Hal ini berdasarkan data dari Pusat Penerangan Politik (Puspenpol) yang mengungkapkan bahwa selama periode tersebut, Prabowo mencetak skor tertinggi dalam hal mention yang mencapai 1.529. Interaksi melalui TikTok ini menunjukkan kekuatan Prabowo dalam menarik perhatian masyarakat lewat media sosial.
 

 
Menurut analisis Puspenpol yang dilakukan dari 4 Februari 2024 pukul 18.00 WIB hingga 5 Februari 2024 pukul 12.00 WIB, bersamaan dengan waktu Debat Kelima Pilpres dan setelahnya, tiga kandidat presiden berlomba-lomba dalam mendapatkan jumlah mention, jangkauan total, serta interaksi di TikTok guna menarik perhatian publik.
 
“Pada 4-5 Februari 2024, tepatnya saat dan pascadebat capres, mention terkait semua paslon menunjukkan angka yang tinggi.
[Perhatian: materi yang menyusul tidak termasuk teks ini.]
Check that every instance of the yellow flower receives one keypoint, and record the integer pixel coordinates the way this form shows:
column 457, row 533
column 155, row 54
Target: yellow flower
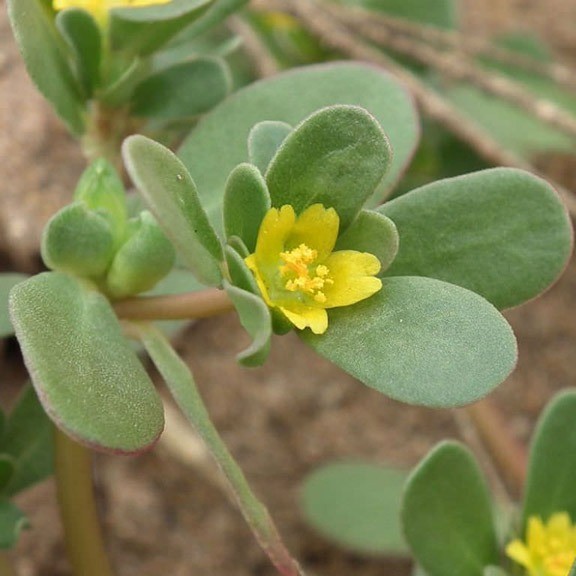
column 550, row 548
column 299, row 273
column 100, row 8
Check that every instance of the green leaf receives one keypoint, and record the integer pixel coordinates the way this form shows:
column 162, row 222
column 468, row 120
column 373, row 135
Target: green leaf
column 255, row 317
column 79, row 241
column 46, row 60
column 264, row 140
column 420, row 341
column 82, row 34
column 171, row 194
column 240, row 275
column 12, row 522
column 218, row 143
column 87, row 377
column 447, row 515
column 28, row 441
column 336, row 157
column 7, row 281
column 440, row 13
column 357, row 505
column 374, row 233
column 246, row 202
column 552, row 469
column 502, row 233
column 184, row 90
column 7, row 467
column 144, row 30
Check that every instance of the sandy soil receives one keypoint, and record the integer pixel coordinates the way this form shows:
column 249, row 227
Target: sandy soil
column 281, row 420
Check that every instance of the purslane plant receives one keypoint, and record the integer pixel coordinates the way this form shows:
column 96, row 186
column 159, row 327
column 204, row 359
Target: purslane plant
column 446, row 497
column 273, row 205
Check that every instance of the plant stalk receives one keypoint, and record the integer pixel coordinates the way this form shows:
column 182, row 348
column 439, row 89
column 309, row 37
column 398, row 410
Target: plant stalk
column 508, row 454
column 202, row 304
column 181, row 384
column 82, row 532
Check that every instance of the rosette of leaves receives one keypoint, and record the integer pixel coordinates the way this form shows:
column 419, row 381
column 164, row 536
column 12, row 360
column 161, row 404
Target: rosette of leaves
column 447, row 510
column 139, row 67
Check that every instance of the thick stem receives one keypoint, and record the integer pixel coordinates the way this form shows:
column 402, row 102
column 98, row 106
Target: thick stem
column 176, row 307
column 507, row 453
column 183, row 388
column 82, row 533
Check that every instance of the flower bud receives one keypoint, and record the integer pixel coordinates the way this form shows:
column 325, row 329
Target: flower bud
column 78, row 241
column 143, row 260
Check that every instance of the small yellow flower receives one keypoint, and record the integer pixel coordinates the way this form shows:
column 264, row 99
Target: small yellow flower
column 100, row 8
column 299, row 273
column 550, row 548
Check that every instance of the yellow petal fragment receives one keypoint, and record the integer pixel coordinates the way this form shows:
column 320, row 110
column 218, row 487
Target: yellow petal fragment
column 273, row 234
column 353, row 277
column 307, row 317
column 316, row 227
column 550, row 547
column 100, row 8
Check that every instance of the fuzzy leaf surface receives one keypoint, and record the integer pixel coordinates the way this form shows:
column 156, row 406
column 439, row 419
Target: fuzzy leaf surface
column 357, row 505
column 7, row 281
column 552, row 469
column 28, row 440
column 255, row 317
column 218, row 143
column 88, row 378
column 336, row 157
column 83, row 36
column 246, row 201
column 12, row 522
column 420, row 341
column 171, row 195
column 143, row 30
column 46, row 61
column 447, row 515
column 502, row 233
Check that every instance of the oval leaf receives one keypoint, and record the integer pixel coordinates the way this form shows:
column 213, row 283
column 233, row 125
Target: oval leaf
column 185, row 90
column 336, row 157
column 171, row 195
column 447, row 515
column 46, row 60
column 86, row 375
column 357, row 505
column 502, row 233
column 218, row 143
column 552, row 469
column 144, row 30
column 421, row 341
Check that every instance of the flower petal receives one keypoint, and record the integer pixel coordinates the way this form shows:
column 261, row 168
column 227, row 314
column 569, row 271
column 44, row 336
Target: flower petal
column 317, row 227
column 306, row 317
column 353, row 276
column 518, row 551
column 274, row 230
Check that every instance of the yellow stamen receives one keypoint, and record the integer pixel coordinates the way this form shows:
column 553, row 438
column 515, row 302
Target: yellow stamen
column 298, row 262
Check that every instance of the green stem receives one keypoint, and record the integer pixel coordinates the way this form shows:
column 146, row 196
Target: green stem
column 82, row 533
column 6, row 568
column 182, row 386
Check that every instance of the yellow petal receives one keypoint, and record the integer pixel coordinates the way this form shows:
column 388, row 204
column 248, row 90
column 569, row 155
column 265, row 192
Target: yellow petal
column 519, row 553
column 274, row 230
column 316, row 227
column 306, row 317
column 353, row 276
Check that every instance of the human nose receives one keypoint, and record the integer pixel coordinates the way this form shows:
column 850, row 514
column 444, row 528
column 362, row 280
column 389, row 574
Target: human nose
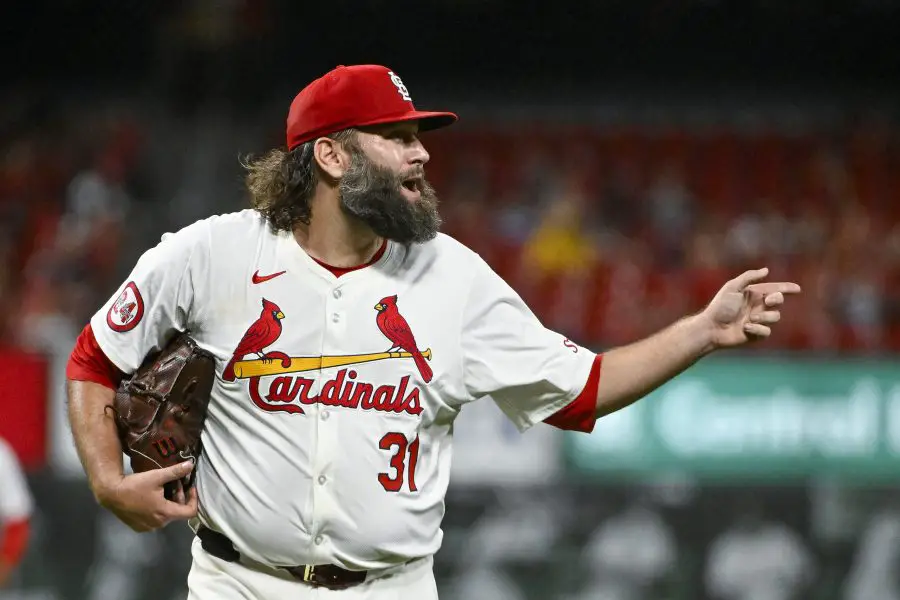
column 419, row 155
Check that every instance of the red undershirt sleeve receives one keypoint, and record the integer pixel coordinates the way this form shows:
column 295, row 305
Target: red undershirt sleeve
column 13, row 541
column 88, row 362
column 581, row 413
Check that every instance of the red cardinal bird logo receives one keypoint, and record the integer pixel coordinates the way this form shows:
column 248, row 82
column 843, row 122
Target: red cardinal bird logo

Namun jika kita lihat data klasifikasinya, Capres 02 terbesar, disusul Capres 01 di posisi kedua, dan Capres 03 di posisi terakhir,“ tutur Direktur Strategis Puspenpo, Adrian Zakhary, dalam keterangan tertulis, Selasa (6/2).
 
Berdasarkan data yang dikeluarkan oleh Puspenpol, salah satu video yang digunakan adalah video pidato penutup Prabowo pada debat terakhir capres. Video tersebut mencapai 4,1 juta penonton, 2.670 likes, 55 komentar, dan 305 bookmark yang menandakan penyimpanan video.
 
Dari analisis Puspenpol, dalam kurun waktu sepanjang masa hingga 4 Februari lalu, hashtag #Prabowo mencapai 22,4 miliar penayangan dan #Gibran mencapai 12,7 miliar penayangan, jauh melebihi paslon lain yang berada di kisaran 10 miliar.
 
“Selama debat dan pascadebat Capres, Video FYP atau viral didominasi oleh Prabowo. Salah satu konten tertinggi Capres 02 itu berasal dari UGC akun netizen yang mempublikasi pernyataan penutup dari Prabowo Subianto yang meminta maaf kepada Paslon lain, menunjukkan kebesaran jiwa sebagai negarawan dan kebijaksanaannya, bisa jadi konten-konten UGC tersebut mendapat perhatian khusus dari para pengguna TikTok Indonesia,” paparnya.
 
Hal ini menandakan bahwa konten-konten UGC yang terkait dengan Prabowo mendapatkan perhatian khusus dari para pengguna TikTok di Indonesia, yang notabene adalah pengguna terbesar kedua di dunia setelah China.
 
Tidak hanya dalam jumlah mention, Prabowo juga unggul dalam hal konten User Generated Content (UGC) dengan 1.798.500 video. Angka ini jauh melebihi Ganjar Pranowo dan Anies Baswedan. Video-video yang menjadi viral dan memperlihatkan momen-momen kunci Prabowo, seperti pernyataannya yang menunjukkan kebesaran jiwa dengan meminta maaf kepada paslon lain, mendapat perhatian khusus dari pengguna TikTok Indonesia.
 
Kinerja Prabowo di TikTok memang bukan hanya sekedar angka. Ini mencerminkan strategi komunikasi politik yang efektif dalam memanfaatkan platform digital untuk menjangkau pemilih, khususnya generasi muda yang aktif di media sosial. Dengan lebih dari 106 juta pengguna aktif di Indonesia, TikTok telah menjadi sumber referensi politik yang signifikan, mempengaruhi pandangan dan preferensi pemilih muda.
 
Pilpres 2024 menunjukkan betapa pentingnya media sosial sebagai medan pertarungan politik. Di mana para calon presiden berusaha keras untuk memenangkan hati dan pikiran pemilih. Dominasi Prabowo Subianto di TikTok telah menunjukkan kekuatan strategi digitalnya.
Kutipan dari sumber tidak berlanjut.